Statistique
Jean RODHAIN, "Statistique", Messages de l’aumônerie générale, n° 1, 25 février 1945, p. 1.
Il semblait qu’on les oubliait. Dans chaque rue, à part la mère et la fiancée de l’Absent, qui donc semblait penser encore à eux ?
Et voici qu’aujourd’hui on ne peut plus faire un pas sans que le coiffeur, ou la dactylo, ou l’inconnu vous interroge : "Écrivent-ils encore ? Sont-ils déplacés ? Quelle est leur misère ?"
Le pays tout entier, ce pays au cœur inépuisable, calcule pour eux sans arrêt : il additionne le nombre des messages restés sans réponse. Il compte les files de travailleurs déportés sur les routes de Silésie. Il pèse le poids de tous ces paquets qui manquent tragiquement au menu des oflags.

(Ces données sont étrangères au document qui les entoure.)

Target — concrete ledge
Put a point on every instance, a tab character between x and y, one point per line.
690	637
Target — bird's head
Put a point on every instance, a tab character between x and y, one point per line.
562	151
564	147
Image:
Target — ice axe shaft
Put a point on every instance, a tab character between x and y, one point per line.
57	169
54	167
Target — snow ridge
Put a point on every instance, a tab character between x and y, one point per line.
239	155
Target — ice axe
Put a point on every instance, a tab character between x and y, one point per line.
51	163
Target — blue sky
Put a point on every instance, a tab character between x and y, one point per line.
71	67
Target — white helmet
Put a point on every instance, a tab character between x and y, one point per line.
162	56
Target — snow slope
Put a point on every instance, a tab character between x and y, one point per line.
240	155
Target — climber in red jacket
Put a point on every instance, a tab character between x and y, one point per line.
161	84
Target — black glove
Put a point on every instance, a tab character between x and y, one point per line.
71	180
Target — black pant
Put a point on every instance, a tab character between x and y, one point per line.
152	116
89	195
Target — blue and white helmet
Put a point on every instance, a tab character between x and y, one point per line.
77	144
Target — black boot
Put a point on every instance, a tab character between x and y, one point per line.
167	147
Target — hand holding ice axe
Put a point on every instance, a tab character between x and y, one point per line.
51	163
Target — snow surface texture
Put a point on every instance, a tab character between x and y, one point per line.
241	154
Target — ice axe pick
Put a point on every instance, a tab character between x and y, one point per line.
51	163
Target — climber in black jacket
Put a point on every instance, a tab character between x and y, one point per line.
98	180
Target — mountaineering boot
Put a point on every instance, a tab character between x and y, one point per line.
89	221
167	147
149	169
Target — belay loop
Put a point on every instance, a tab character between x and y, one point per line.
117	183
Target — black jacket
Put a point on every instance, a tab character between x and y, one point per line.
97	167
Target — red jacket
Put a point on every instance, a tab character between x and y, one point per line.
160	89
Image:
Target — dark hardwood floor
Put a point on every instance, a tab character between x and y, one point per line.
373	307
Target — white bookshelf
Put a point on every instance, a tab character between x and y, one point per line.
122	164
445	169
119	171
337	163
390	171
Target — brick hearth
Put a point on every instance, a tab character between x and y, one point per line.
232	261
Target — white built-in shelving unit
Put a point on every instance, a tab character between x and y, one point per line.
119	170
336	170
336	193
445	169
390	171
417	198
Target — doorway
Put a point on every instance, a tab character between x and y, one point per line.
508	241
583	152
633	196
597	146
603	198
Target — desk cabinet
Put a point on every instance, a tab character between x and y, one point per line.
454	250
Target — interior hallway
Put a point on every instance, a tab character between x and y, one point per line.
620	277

A ces statistiques anxieuses, voici bien le lieu d’en ajouter une autre :
Dans les camps et dans les lags, depuis mille sept cents matins, trois mille prêtres du Christ ont célébré le Saint-Sacrifice. Cette Église captive a ainsi élevé vers le ciel le Corps et le Sang du Sauveur plus de cinq millions de fois.
Un total de 5.000.000 de messes...
Comptez aussi, n’est-ce pas, ces prêtres déportés - sans messe depuis mille sept cents matins - mais qui murmurent par cœur les bribes de leur liturgie, tandis que dans leur costume de bagnard, ils célèbrent l’Offertoire tragique de Weimar-Buckenwald ou de Neuengamme.
Ajoutez au bilan les mains jointes de nos frères des autres confessions.
Ajoutez la déportée de Ravensbruck qui chante sans arrêt pour donner du courage à tout son wagon ; la petite domestique qui est partie volontairement pour ne pas abandonner les trois enfants de sa maîtresse et qui reste depuis trois ans déportée comme eux. Ajoutez le partage du pain, la mise en commun du colis et du chagrin, et ces mille gestes d’authentique charité chrétienne de chaque Kommando.
Et dès l’instant où vous croyez au Seigneur, mesurez de quel poids doit peser une telle supplication ? L’heure n’est-elle pas enfin venue d’en espérer voir éclater le fruit ?
Dans vos calculs au sujet de nos absents et de leur retour, n’oublions pas ce potentiel incalculable des grâces amassées par eux. C’est un motif d’espoir dans la brume de tous nos pronostics.
Vous cherchez ce qu’il faudra leur dire, vous prépariez pour eux des brochures et des explications.
Il faudra surtout que nous les écoutions. Ils ont beaucoup à nous apprendre, ces absents habitués à souffrir sans parler et à s’unir sans discours.